Lo-fi prototyping with Blackhorse Responders

A practical, hands-on workshop on the value of prototyping.

 

Details

How long does it take?
2 hours

What’s the purpose?
To take sketchy initial ideas and make them tangible, enable richer conversations and accelerate progress.

Who is it for?
Young people aged 16-25 (but could work for a much wider range of ages).

Blackhorse Responders is a project based at Blackhorse Workshop in Walthamstow, working with young people aged 16-25. Over five months each cohort creates ideas for their own social movement, learning essential skills in design, making and activism.

The project chimes with me and I’ve been keen to find a way to work with the Responders for a while now so it’s been great to get the opportunity.

Lucy Martin, the Responders’s Project Manager, suggested I run a prototyping session. The young people are in the early stages of working out what their projects are going to be – several groups have formed around distinct themes and there are multiple ideas in each theme – so it’s the perfect time to use lo-fi prototyping to make things more tangible.

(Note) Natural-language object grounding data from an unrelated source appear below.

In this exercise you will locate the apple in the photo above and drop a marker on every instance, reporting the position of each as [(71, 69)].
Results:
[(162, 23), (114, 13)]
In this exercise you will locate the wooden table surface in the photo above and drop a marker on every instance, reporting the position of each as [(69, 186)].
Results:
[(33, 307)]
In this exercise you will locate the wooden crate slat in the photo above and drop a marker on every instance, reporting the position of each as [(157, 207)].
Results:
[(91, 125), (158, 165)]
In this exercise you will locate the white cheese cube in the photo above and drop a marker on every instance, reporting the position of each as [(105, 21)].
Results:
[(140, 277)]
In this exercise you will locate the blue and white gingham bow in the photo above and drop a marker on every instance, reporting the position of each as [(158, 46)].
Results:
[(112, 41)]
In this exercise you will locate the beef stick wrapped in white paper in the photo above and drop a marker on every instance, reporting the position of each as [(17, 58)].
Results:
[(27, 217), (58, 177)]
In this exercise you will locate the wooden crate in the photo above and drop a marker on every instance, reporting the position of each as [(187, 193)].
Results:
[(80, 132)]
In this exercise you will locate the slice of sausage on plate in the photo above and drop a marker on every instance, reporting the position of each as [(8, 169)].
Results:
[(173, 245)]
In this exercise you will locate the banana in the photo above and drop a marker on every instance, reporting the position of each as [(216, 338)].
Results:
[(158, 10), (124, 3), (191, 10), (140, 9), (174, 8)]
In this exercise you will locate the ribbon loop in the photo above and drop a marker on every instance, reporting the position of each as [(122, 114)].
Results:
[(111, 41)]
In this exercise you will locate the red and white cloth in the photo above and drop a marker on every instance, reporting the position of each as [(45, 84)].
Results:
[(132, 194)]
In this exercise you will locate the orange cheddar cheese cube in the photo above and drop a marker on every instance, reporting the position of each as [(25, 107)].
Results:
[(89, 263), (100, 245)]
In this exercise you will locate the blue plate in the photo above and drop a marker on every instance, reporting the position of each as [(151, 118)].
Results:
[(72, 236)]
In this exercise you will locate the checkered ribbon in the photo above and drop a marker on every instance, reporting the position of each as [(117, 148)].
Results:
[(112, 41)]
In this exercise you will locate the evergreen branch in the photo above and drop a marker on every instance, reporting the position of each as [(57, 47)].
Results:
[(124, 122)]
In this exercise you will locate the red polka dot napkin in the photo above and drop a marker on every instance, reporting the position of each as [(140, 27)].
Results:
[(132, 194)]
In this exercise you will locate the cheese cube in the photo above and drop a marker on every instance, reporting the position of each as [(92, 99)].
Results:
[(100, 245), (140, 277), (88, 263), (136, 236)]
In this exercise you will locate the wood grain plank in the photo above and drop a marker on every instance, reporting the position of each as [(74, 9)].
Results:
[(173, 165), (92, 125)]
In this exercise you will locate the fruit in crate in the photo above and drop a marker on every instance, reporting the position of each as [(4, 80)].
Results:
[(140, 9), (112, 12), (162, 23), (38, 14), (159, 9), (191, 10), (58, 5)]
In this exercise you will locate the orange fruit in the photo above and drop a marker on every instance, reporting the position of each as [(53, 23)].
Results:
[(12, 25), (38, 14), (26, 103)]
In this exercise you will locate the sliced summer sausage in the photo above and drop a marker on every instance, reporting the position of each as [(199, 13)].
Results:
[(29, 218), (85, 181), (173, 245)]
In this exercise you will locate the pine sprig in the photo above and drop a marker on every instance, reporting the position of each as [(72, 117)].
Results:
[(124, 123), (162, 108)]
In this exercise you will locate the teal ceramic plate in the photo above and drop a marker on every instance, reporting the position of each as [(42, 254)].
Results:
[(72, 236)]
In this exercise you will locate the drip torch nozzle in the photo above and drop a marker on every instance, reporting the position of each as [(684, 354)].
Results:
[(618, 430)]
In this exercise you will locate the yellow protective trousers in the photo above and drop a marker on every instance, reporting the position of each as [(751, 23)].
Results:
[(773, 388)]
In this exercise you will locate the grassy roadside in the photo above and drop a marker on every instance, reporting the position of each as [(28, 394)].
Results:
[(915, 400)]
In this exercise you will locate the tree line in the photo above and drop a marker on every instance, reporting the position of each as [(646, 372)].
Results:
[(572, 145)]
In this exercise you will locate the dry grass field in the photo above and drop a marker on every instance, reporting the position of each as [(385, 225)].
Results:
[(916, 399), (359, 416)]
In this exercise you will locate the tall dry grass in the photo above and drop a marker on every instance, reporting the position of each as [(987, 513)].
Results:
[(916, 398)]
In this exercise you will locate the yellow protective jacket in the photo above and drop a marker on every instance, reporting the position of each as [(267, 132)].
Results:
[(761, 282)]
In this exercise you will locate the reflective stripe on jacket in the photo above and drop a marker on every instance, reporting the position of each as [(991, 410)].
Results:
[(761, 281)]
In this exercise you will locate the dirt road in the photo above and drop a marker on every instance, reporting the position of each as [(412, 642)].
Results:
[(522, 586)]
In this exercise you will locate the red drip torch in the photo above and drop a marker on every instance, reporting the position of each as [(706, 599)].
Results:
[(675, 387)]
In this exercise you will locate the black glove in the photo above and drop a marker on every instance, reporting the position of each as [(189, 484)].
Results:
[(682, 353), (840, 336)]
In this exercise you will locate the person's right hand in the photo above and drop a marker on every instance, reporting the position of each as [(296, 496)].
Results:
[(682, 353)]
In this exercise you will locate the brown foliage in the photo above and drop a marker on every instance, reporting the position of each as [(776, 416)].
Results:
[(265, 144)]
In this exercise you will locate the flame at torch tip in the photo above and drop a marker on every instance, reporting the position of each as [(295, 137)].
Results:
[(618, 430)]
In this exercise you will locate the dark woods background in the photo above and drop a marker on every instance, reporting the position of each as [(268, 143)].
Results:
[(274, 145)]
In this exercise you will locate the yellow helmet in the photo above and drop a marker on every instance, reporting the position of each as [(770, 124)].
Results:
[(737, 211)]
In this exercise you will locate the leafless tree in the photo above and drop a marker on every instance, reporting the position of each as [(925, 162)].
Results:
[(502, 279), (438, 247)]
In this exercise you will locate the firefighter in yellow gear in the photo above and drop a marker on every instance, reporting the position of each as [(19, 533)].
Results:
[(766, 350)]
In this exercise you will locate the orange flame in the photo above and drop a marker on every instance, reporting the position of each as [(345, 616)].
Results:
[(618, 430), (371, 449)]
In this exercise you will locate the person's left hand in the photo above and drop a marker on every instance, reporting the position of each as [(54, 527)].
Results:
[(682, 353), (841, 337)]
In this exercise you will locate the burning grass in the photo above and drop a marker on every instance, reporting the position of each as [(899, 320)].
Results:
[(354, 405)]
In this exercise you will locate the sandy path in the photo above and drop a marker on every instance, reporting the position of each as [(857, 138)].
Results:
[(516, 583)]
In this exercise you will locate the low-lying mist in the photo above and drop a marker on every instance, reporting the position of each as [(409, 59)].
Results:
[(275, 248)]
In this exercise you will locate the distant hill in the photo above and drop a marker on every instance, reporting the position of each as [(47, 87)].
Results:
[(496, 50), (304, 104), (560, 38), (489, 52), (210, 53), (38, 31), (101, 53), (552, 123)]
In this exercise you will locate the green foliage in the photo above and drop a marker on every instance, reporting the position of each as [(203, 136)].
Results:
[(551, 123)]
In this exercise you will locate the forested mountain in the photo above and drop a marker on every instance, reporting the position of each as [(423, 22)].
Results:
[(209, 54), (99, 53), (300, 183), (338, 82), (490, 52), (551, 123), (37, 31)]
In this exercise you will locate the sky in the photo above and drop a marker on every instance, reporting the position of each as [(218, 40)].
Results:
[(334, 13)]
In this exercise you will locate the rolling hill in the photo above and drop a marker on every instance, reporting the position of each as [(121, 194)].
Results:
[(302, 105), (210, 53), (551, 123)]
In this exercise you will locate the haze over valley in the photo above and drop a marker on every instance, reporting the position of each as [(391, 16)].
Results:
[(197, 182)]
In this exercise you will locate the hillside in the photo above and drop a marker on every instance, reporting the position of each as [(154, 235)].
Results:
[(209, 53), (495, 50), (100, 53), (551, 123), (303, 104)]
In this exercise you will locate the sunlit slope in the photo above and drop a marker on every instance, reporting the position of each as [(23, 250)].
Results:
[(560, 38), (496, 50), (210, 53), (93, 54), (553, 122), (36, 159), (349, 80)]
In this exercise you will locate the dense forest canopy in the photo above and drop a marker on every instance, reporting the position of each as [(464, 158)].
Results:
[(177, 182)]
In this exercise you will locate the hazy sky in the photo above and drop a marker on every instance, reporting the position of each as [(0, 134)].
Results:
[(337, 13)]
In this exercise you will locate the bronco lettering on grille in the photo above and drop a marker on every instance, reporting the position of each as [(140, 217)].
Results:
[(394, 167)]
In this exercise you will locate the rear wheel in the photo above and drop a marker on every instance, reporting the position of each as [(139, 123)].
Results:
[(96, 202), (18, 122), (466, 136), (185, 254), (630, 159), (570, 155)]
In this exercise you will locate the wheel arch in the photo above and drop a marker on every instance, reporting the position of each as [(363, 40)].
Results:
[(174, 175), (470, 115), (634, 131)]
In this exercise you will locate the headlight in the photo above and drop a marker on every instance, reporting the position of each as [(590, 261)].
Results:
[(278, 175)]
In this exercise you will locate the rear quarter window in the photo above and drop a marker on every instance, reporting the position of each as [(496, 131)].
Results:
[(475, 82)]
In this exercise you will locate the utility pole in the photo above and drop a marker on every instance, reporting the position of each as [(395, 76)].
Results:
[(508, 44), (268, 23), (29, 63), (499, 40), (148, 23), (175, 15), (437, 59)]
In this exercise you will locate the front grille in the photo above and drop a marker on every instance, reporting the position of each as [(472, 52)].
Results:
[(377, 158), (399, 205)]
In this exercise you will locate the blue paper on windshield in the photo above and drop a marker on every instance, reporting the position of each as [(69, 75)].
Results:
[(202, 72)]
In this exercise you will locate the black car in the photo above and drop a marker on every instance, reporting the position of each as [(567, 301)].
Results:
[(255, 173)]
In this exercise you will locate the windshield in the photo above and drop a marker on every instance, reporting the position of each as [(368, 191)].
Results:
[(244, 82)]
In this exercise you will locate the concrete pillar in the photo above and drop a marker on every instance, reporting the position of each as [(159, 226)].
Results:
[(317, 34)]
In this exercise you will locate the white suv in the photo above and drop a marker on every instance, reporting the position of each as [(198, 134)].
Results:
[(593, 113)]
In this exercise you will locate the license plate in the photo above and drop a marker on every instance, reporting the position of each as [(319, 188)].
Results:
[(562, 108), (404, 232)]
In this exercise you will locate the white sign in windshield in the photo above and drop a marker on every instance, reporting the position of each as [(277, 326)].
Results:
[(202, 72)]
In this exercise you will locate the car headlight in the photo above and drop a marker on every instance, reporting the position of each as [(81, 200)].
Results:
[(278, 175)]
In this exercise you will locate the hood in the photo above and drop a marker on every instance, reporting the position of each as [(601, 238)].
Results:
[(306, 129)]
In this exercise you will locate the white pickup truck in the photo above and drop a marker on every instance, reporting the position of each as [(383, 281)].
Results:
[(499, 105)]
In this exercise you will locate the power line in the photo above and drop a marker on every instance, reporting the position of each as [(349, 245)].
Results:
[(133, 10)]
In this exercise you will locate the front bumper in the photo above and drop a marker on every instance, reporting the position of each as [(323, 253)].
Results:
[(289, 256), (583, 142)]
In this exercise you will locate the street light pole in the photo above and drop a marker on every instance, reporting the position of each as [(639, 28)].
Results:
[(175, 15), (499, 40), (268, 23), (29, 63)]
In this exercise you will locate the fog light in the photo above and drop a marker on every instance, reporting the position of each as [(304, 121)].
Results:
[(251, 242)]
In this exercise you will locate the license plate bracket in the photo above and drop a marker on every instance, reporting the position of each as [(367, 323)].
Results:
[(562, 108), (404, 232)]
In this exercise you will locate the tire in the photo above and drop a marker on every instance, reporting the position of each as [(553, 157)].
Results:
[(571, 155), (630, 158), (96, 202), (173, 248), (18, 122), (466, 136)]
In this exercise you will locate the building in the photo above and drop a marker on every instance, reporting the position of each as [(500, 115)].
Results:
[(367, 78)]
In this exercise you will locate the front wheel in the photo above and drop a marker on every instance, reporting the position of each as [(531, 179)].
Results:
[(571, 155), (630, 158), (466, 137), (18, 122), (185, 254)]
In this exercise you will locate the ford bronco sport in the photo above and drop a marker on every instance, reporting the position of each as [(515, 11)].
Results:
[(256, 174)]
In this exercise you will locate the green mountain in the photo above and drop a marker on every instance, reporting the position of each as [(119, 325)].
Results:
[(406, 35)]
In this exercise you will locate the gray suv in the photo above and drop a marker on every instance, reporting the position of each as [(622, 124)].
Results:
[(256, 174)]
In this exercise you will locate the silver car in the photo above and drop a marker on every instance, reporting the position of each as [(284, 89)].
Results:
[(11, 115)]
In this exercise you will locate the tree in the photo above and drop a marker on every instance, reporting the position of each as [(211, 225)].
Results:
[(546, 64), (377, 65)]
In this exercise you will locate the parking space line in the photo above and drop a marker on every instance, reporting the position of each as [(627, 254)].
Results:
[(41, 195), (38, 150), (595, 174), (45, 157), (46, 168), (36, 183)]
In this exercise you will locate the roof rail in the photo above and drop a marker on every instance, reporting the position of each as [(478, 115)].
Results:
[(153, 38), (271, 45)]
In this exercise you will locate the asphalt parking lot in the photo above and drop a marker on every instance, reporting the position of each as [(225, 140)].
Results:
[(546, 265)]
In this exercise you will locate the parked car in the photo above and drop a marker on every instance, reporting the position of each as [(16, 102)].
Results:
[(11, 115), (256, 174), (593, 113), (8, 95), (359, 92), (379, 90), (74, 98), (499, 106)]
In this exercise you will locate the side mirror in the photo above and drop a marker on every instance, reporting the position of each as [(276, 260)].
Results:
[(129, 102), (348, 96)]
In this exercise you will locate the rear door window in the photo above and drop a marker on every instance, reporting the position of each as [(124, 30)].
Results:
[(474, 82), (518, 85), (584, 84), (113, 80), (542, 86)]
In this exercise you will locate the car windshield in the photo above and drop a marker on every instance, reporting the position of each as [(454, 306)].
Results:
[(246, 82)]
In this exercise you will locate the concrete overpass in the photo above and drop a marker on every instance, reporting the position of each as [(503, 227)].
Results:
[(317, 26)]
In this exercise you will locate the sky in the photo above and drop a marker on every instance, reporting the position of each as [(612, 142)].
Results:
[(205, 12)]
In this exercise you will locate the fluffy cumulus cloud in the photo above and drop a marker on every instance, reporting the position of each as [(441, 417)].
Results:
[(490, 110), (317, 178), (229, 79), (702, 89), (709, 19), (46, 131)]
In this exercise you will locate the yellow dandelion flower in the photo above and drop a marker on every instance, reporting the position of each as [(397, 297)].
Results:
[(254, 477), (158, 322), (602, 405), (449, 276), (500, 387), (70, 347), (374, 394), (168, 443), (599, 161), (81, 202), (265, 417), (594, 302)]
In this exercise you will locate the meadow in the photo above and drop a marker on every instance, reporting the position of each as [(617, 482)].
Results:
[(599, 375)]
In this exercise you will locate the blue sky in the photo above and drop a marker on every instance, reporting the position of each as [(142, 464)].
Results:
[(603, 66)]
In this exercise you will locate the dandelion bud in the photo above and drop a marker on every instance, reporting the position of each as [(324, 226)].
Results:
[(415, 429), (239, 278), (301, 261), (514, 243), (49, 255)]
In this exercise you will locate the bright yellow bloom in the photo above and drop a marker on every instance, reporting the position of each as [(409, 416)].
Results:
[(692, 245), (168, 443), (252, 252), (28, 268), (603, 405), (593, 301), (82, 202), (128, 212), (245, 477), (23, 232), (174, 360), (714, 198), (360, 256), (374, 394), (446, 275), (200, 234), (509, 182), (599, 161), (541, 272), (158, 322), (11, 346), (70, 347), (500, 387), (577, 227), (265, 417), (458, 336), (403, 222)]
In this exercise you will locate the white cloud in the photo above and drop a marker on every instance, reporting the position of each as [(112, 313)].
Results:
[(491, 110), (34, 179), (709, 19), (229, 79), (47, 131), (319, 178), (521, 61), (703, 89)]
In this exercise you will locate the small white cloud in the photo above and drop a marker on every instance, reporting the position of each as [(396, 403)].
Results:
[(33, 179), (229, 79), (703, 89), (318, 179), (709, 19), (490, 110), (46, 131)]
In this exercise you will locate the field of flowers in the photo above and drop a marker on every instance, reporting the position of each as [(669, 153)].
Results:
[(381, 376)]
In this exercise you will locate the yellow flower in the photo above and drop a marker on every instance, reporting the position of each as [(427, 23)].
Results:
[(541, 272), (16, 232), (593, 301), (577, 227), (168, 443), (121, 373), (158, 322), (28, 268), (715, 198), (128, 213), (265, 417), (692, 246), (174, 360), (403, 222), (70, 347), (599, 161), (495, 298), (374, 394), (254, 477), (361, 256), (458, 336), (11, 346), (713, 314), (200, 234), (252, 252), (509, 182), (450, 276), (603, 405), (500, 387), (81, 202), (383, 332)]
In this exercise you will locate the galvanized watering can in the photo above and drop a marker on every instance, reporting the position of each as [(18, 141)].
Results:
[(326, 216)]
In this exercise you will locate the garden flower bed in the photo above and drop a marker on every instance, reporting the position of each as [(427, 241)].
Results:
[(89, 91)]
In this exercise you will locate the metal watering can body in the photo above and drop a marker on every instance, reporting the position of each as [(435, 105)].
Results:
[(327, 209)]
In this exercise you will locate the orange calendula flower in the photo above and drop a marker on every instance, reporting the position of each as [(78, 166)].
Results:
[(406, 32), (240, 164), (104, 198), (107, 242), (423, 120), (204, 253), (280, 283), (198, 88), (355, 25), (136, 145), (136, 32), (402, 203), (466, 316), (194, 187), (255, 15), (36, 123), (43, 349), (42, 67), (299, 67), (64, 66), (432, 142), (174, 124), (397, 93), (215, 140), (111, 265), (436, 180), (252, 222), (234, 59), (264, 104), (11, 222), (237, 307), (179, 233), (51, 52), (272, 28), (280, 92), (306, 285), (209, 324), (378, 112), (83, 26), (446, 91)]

Lo-fi prototyping is a process that makes use of materials that are low cost, easily available and easy to work with like cardboard, plastercine and pipe cleaners. It allows you to very quickly give form to an idea. And it’s effective because:

  • decisions have to be made

  • ideas are made much more tangible and easier to play with

  • it’s very collaborative

  • richer conversations are made possible

  • it’s something that can be tested with its audience

Prototype a thing ❌

Prototype an experience ✅

 

Here’s how the session works

Intro and warm-up
A short presentation/chat about the value of prototyping
20 mins

Focusing on one idea
Complete a simple worksheet to define an idea each group will focus on for the session.
10 mins

Making prototypes
Encouraging the teams to prototype an experience not a ‘thing’, thinking about the journey, not one moment. Quickly move from word and sketches to building something in three dimensions.
60 mins

Demo
Each team demonstrates their idea using their prototype, explaining the decisions they have made about tone, scale, experience, interaction, messaging.
15 mins

Wrap up
We each talk about what we’ve learned in the session.
5 mins

We cover a lot of ground very quickly, which makes the session exciting and engaging. Having something physical that can be pointed to and changed very easily makes it possible to make a lot of decisions very quickly. Their projects will evolve a great deal from here, their prototypes will help to accelerate that process.

My hope is that they will embrace this way of working and use it not only to define ideas but to test them with their audience too. As their ideas develop and they gain insights from testing their prototypes will become more and more refined and closer to achieving the desired outcomes and objectives.

Test your ideas before they’re out in the wild.